You heard it here first: The Shops at Don Mills is a great place to meet successful chefs. Earlier this year, I checked out the new outdoor mall and stumbled upon celebrity chef Mark McEwan promoting his upscale grocery store. Then last week I was back at Lawrence and Don Mills — thanks to the launch of Joey Don Mills — and got a personal tour of the new 9,000-sq-ft restaurant by the Executive Chef himself, Chris Mills.
While I’d never heard of it before, the Joey Restaurant chain already has 18 locations and is well known on the west coast of Canada. As a broad reference point, I’d say it’s similar to Milestones in terms of the casual, contemporary vibe, but the decor is a definite step up. And based on what I tried at the media launch, the food is tastier, spicier and more exciting. Chris designed the menu by putting a unique twist on classic dishes and scouring the planet for some of his favourite ethnic dishes. He’s traveled to many different countries, including Japan, where he became one of the few Canadian chefs to ever appear on the Japanese version of Iron Chef. Here he describes what battling Morimoto in Kitchen Stadium is really like:
Despite his half-point loss on Iron Chef, Chris clearly knows how to use the right ingredients in the right way. The best thing I tried was the Panang Prawn Curry Bowl ($16.99, shown left) boasting red coconut curry cream with Thai basil and peanuts. Considering the menu is obviously westernized, I was pleasantly surprised by the amount of kick contained in this dish and disappointed that I was only served a taster’s portion. I’d happily fork over my hard-earned cash for a full-sized version. The Bombay Butter Chicken ($16.99) comes with toasted almond basmati rice, grilled naan bread and lentil papadum. It wasn’t quite as spicy as I’d like, but it’s a valiant, flavourful effort.
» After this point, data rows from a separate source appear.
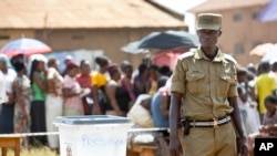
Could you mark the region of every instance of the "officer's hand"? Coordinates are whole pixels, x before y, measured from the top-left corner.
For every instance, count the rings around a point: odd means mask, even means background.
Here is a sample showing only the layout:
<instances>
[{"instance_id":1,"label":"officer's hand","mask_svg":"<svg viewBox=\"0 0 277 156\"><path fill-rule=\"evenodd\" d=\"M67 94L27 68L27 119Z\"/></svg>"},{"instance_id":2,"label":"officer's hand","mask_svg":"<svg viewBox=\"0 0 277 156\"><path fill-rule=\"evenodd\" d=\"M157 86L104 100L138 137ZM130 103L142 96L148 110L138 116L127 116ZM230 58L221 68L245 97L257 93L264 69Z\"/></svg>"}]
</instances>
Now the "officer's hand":
<instances>
[{"instance_id":1,"label":"officer's hand","mask_svg":"<svg viewBox=\"0 0 277 156\"><path fill-rule=\"evenodd\" d=\"M171 137L170 153L171 156L183 156L183 148L177 136Z\"/></svg>"},{"instance_id":2,"label":"officer's hand","mask_svg":"<svg viewBox=\"0 0 277 156\"><path fill-rule=\"evenodd\" d=\"M238 146L238 156L248 156L248 142L246 137L239 138L239 146Z\"/></svg>"}]
</instances>

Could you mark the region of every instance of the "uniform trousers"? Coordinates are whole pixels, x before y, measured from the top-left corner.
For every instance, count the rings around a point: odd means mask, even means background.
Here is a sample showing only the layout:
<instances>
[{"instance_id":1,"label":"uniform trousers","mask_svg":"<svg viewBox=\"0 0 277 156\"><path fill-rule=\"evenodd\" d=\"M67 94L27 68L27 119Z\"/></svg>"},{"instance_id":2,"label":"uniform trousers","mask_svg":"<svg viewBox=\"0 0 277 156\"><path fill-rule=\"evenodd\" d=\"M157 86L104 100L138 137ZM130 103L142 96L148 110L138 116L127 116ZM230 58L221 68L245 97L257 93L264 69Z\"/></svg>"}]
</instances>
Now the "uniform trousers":
<instances>
[{"instance_id":1,"label":"uniform trousers","mask_svg":"<svg viewBox=\"0 0 277 156\"><path fill-rule=\"evenodd\" d=\"M236 134L232 123L217 127L191 127L182 139L184 156L235 156Z\"/></svg>"}]
</instances>

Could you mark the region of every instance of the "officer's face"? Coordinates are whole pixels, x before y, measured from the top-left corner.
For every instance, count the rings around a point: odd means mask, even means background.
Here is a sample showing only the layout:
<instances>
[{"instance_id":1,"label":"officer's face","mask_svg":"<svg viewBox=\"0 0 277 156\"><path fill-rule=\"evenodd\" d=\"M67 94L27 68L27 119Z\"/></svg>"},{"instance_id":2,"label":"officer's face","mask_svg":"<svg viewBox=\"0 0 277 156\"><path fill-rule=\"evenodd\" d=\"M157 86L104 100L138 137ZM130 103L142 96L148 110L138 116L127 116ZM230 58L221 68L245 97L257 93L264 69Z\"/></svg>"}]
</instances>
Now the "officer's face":
<instances>
[{"instance_id":1,"label":"officer's face","mask_svg":"<svg viewBox=\"0 0 277 156\"><path fill-rule=\"evenodd\" d=\"M198 30L197 31L199 42L202 46L211 48L215 46L217 43L218 37L220 37L222 31L220 30Z\"/></svg>"}]
</instances>

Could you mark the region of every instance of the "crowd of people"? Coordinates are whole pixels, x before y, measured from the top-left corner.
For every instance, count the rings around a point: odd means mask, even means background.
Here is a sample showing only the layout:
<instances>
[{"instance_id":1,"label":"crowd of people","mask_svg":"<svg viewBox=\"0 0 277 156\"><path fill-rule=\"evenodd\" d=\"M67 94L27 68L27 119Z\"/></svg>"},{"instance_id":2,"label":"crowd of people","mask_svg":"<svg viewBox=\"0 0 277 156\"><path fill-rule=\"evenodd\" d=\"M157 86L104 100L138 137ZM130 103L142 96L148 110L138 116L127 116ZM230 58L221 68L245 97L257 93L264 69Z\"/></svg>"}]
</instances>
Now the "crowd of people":
<instances>
[{"instance_id":1,"label":"crowd of people","mask_svg":"<svg viewBox=\"0 0 277 156\"><path fill-rule=\"evenodd\" d=\"M23 54L0 58L0 134L55 132L57 116L127 116L141 94L155 96L171 75L168 66L155 65L148 58L137 70L127 61L116 64L106 56L95 62L99 67L92 70L86 60L68 58L65 70L59 71L55 58L34 59L28 70ZM27 137L23 145L59 148L59 137Z\"/></svg>"},{"instance_id":2,"label":"crowd of people","mask_svg":"<svg viewBox=\"0 0 277 156\"><path fill-rule=\"evenodd\" d=\"M64 71L54 58L34 59L30 71L24 61L22 54L0 58L1 134L54 132L57 116L73 115L127 116L138 127L170 127L172 70L150 58L134 69L127 61L116 64L99 56L98 70L71 58L64 60ZM238 107L253 149L254 138L277 136L277 63L236 71ZM135 110L137 105L143 110ZM59 148L59 137L34 136L22 144Z\"/></svg>"}]
</instances>

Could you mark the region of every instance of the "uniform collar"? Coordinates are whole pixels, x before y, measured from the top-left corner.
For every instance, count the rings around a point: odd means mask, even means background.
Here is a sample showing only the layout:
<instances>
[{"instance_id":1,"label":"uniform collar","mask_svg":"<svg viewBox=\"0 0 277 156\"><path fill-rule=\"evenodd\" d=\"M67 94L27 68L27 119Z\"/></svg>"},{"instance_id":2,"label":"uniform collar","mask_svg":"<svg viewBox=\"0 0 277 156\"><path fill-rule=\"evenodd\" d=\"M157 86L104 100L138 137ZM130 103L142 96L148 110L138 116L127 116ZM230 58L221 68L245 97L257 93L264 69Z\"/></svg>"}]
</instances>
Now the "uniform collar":
<instances>
[{"instance_id":1,"label":"uniform collar","mask_svg":"<svg viewBox=\"0 0 277 156\"><path fill-rule=\"evenodd\" d=\"M195 52L194 58L195 58L195 59L198 59L198 60L205 59L205 60L211 61L211 60L204 54L204 52L202 51L201 46L198 46L198 48L196 49L196 52ZM213 62L225 62L224 53L222 52L220 49L218 49L217 54L216 54L216 56L214 58Z\"/></svg>"}]
</instances>

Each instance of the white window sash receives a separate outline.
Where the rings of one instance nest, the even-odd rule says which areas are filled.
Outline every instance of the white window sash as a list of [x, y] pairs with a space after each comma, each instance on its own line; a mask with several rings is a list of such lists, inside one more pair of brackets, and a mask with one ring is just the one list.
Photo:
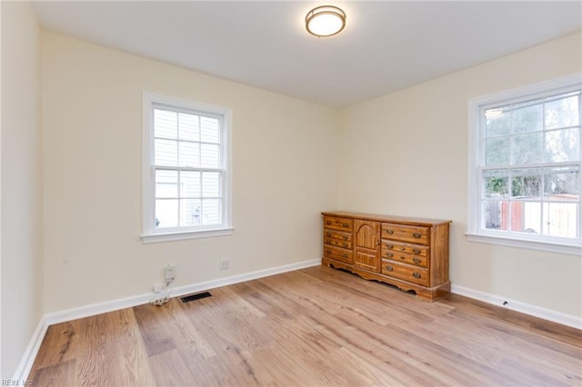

The most highly-anticipated item was their infamous Lobster Grilled Cheese ($14.99). “We love to do twists on classics,” Chris explained. “Although I like rich and luxurious food, I also like simple and classic food.” Here he chose to remix the classic tuna melt, by switching out the tuna for Atlantic lobster. Rather than pairing it with a Kraft single, he uses brie and cheddar, which makes this one very decadent sandwich. Personally, I thought it could use more lobster (of course I did!), but I very much enjoyed the accompanying cocktail sauce for dipping instead of the expected ketchup. In comparison, the Ahi Tuna Tacos ($9.99) weren’t as exciting as their description: Seared rare tuna with sesame ginger coleslaw and wasabi-lime aioli. All those wonderful flavours got lost in the thick, crunchy shell.
In terms of ambiance, Joeys knows how to make an impact. The sweeping back-lit staircase is the first thing that catches your eye when you walk in. There’s a traditional sit-down restaurant to the right and a bar on the left with many flat-screen TVs for the rowdier crowd. Since there isn’t a traditional food court at the Shops of Don Mills, and a trip to neighbouring Jack Astor’s is one of my least favourite things to do on this planet, I’d definitely suggest popping into Joey Don Mills to find out what the west coast no longer has over us.